Keeping up with the quickly evolving healthcare regulations is a challenge because the constant changes require organizations to adapt working practices continually. Healthcare providers, especially those with limited resources, may find it difficult to train workforce members ahead of compliance deadlines or integrate regulations with new treatments, technologies, and care models.
How does overemphasis on compliance affect patient care?
An overemphasis on compliance can interrupt the flow of information and interfere with clinical processes. While it’s essential to comply with healthcare regulations to avoid violations and penalties, a delicate balance must be maintained. Too much focus on compliance might hinder the quality of patient care, demonstrating the need for a well-balanced approach.
How might individuals responsible for healthcare compliance adapt to future challenges?
Individuals responsible for healthcare compliance will need to be proactive, flexible, and prepared to adapt to new regulations and technologies. Future challenges may require investment in technology and resources, continuous staff training, and a strong culture of compliance. For organizations unable to adapt to future challenges quickly, it may be necessary to outsource some compliance activities.
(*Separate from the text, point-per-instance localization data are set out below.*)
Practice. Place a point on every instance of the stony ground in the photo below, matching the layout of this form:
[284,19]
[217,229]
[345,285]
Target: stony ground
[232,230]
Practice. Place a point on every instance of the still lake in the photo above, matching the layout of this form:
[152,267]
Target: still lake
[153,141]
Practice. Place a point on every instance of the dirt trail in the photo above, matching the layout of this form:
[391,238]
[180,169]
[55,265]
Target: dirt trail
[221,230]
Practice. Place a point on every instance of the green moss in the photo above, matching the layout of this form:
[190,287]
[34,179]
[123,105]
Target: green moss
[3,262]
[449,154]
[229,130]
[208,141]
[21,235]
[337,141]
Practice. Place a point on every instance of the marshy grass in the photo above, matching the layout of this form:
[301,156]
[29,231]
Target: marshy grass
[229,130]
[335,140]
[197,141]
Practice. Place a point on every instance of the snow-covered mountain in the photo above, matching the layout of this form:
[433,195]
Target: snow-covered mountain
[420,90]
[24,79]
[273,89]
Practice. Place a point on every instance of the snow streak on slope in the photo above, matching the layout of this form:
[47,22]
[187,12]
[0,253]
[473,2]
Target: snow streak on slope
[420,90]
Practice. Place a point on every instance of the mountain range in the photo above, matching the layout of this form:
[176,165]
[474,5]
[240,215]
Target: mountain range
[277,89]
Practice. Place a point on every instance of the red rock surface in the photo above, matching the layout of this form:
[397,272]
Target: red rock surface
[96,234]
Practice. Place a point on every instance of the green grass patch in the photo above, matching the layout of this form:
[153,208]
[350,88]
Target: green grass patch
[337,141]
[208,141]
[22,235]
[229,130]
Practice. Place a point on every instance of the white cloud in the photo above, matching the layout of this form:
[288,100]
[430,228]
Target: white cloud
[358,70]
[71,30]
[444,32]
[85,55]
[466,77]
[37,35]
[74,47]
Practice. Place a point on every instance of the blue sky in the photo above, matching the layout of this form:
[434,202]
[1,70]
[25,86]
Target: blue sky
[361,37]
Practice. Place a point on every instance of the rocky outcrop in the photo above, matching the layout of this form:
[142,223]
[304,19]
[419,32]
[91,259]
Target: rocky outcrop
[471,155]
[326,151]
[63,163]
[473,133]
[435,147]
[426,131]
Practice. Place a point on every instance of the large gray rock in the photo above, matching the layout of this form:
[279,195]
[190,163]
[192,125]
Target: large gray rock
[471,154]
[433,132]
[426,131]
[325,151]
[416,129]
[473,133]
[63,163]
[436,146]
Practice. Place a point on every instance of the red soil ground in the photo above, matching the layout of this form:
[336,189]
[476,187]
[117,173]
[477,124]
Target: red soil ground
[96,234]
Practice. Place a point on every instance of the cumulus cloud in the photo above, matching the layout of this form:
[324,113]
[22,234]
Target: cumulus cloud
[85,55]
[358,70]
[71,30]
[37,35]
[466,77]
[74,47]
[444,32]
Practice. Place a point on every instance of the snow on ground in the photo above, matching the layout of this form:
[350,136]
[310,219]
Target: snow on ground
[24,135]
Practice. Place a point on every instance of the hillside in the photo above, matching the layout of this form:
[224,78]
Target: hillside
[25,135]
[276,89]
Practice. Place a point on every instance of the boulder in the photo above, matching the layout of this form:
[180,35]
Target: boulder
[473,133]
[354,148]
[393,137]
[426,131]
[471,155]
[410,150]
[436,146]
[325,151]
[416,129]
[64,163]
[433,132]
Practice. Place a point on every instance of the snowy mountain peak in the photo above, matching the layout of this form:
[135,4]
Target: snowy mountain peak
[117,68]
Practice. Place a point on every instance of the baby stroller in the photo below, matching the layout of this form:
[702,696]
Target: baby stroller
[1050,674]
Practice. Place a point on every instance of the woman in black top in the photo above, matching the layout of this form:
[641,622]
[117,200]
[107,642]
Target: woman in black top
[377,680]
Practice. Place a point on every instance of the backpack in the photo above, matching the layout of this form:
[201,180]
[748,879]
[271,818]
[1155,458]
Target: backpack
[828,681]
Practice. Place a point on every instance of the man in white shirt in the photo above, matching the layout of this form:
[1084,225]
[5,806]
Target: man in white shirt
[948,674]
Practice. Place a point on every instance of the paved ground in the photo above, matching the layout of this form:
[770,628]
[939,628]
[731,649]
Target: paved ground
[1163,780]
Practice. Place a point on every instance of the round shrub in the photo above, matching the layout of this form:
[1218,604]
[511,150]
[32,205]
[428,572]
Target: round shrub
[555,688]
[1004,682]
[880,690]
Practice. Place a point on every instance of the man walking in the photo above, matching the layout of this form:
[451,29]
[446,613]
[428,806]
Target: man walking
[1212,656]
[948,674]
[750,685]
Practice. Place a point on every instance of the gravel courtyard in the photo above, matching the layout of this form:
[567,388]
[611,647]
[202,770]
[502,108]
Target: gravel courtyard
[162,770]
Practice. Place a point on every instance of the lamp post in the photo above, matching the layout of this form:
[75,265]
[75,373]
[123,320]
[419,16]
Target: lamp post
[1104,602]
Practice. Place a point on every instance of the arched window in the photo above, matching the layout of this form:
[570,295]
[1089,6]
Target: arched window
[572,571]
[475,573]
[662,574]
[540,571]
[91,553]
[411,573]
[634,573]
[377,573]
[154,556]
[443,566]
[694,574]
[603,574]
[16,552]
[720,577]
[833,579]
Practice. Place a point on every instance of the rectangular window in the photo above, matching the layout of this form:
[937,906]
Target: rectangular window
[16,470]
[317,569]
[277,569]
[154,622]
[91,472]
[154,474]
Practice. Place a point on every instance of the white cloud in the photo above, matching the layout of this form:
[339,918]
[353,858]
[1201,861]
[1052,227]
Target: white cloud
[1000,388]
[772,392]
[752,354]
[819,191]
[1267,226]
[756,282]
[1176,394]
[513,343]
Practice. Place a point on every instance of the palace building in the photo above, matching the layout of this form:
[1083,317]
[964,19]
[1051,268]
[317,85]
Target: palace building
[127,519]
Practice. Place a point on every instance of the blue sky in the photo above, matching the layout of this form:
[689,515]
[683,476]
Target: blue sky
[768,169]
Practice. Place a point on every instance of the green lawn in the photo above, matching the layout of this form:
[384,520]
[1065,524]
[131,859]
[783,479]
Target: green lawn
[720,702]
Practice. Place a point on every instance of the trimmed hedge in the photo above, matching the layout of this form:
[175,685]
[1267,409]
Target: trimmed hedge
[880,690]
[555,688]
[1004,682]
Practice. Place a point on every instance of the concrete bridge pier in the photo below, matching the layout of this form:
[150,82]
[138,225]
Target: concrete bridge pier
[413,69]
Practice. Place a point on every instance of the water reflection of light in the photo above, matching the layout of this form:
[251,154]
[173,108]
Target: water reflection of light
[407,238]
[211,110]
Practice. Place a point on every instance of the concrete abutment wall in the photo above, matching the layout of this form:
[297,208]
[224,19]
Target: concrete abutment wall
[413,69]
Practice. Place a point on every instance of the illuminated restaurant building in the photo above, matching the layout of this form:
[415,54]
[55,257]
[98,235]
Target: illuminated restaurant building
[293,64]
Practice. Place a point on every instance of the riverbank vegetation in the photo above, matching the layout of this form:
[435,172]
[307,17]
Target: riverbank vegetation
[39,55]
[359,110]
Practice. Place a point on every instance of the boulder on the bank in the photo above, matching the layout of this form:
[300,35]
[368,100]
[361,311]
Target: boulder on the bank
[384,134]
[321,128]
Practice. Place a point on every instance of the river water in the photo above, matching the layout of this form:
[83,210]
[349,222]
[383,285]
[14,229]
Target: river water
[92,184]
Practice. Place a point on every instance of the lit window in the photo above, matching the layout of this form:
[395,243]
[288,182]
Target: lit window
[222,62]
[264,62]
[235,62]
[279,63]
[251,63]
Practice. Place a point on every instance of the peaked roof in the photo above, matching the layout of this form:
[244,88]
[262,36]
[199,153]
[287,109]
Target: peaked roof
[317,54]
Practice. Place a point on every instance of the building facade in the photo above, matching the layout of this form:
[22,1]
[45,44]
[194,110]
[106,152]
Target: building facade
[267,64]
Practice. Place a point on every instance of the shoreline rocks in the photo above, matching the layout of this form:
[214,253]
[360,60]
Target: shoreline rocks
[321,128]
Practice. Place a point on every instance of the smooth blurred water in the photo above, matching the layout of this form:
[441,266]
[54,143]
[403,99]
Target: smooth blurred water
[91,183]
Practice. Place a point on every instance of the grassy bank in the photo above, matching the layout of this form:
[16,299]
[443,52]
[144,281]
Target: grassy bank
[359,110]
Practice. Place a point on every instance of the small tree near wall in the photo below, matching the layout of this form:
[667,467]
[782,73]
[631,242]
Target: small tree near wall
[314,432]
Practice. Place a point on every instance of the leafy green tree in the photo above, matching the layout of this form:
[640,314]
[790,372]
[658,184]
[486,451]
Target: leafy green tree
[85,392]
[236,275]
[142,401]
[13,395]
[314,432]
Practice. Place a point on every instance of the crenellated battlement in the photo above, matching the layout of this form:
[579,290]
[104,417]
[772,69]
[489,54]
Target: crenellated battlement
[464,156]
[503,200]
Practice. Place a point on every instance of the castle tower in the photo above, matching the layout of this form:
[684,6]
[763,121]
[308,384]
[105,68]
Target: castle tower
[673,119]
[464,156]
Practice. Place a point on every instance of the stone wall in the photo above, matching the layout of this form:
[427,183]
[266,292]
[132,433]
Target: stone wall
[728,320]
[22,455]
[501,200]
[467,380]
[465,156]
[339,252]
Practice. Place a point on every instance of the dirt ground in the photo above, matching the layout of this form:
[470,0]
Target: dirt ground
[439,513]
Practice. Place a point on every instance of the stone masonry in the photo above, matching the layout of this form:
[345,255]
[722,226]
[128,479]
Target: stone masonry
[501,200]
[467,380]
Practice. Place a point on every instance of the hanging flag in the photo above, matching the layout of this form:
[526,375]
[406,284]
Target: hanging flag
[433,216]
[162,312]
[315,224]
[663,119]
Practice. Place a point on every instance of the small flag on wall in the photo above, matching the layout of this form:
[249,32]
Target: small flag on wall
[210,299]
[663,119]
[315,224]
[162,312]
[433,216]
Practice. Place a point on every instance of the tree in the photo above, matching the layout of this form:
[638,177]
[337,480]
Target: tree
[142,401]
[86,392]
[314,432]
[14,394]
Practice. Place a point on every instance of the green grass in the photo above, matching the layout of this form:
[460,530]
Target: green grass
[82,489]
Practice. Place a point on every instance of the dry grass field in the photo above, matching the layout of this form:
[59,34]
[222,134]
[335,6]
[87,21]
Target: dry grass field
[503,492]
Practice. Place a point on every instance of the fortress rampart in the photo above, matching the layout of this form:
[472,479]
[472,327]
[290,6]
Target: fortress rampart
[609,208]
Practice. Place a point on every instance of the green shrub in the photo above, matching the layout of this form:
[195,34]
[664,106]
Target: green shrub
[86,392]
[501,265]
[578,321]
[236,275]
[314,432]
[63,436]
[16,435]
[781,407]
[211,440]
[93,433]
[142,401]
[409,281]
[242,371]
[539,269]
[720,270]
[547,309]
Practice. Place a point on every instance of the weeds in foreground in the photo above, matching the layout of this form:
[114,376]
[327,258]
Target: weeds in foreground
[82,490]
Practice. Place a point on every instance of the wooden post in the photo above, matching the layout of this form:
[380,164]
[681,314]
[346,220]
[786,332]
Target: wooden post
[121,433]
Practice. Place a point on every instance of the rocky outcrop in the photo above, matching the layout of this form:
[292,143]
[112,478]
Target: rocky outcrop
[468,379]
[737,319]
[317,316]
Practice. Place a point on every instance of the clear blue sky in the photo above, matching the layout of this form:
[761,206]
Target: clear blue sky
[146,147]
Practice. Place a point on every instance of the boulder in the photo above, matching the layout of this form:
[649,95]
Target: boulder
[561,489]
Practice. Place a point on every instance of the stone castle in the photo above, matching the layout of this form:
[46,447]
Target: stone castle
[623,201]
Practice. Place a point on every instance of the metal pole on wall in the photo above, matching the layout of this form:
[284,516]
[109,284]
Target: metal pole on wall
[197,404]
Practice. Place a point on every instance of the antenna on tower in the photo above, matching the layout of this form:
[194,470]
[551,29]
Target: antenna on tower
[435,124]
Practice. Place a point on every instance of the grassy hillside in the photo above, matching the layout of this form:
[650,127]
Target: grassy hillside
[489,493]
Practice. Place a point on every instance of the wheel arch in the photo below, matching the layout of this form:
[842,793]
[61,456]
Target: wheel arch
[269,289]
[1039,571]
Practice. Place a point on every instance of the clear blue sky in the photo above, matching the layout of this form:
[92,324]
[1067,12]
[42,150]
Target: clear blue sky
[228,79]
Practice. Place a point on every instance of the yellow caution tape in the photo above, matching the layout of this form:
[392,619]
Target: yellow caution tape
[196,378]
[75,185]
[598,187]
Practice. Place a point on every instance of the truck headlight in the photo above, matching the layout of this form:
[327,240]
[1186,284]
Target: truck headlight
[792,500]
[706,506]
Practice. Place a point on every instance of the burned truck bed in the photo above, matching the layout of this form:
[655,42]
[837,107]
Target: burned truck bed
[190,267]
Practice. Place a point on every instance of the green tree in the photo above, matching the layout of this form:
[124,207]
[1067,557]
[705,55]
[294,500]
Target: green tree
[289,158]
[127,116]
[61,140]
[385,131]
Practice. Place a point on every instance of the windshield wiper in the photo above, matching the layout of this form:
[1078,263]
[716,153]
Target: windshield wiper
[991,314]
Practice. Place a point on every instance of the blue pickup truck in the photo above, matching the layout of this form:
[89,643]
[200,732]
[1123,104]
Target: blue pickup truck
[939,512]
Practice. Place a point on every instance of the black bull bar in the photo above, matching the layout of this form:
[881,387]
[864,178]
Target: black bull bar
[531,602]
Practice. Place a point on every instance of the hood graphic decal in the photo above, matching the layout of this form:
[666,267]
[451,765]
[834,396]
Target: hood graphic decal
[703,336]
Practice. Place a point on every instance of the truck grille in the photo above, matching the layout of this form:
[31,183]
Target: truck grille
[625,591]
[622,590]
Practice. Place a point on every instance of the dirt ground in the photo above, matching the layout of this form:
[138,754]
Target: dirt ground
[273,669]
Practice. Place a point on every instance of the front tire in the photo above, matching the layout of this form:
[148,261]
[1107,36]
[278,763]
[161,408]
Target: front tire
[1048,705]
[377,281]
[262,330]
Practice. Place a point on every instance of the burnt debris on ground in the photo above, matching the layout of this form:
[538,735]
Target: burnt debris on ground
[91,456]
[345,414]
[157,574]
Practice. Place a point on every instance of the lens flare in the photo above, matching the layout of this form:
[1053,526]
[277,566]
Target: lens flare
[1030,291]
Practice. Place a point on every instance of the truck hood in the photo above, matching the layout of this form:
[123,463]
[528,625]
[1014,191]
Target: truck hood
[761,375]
How do compliance programs streamline operations within healthcare organizations?
Compliance programs streamline operations within healthcare organizations by creating a structured framework for adhering to regulations and standards. By identifying and resolving risks quickly, they allow for more efficient workflow and decision-making. The proactive approach helps prevent potential issues before they deteriorate into something more serious, ensuring that the organization operates smoothly and complies with all relevant healthcare regulations.